I also spoke in the discussion on the Environment Council’s “Contribution to the EU Semester” (i.e. review of the annual growth survey) in advance of consideration by the European Council. I stressed the importance of moving early to a resource-efficient, climate-resilient, low-carbon economy if we are to achieve a sustainable economic recovery. Many member states intervened on comparable lines. The presidency noted that resource efficiency and climate change were integral elements in this process.
Several points were discussed under other business on non-climate environment issues, during which I introduced a joint note with Austria, France, Italy, the Netherlands, Slovenia and Spain on whaling. We emphasised the need for the EU to express its existing strong position of opposition to commercial whaling wherever appropriate, including the next round of International Whaling Commission discussions in July and also when negotiating the proposed accession of new member states. A number of member states spoke on a point raised by Austria on measures taken to reduce the usage of single-use carrier bags; other member states took the opportunity to describe a variety of successful actions taken for this purpose.
During the lunch discussion my right hon. Friend the Secretary of State led member states in welcoming the Commission’s 2050 low-carbon road map. There will be further detailed discussion of the road map at the informal Environment Council at the end of the month.

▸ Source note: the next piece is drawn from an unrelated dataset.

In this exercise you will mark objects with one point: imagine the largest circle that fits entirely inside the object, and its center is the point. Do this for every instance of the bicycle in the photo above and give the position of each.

Under climate items, the Council adopted conclusions on the follow-up to the meeting of the UN framework convention on climate change at Cancun in December 2010. These welcome the progress made at Cancun and call for early action in taking forward the agreed work streams and outstanding technical issues. Discussion focused mainly on the legal form of a future comprehensive agreement and the EU’s position on a second commitment period of the Kyoto protocol. My right hon. Friend was supported by other member states in calling for the EU to maintain its position of being open to this, which had been well received at Cancun. Conclusions were agreed which reiterate the position adopted at the October Environment Council.
Under other business on climate change issues, the Council received updates from the Commission on the state of the EU emissions trading system registry and the joint procurement agreement for the single auction monitor; and information from Denmark on the use of industrial gas credits under the effort sharing decision.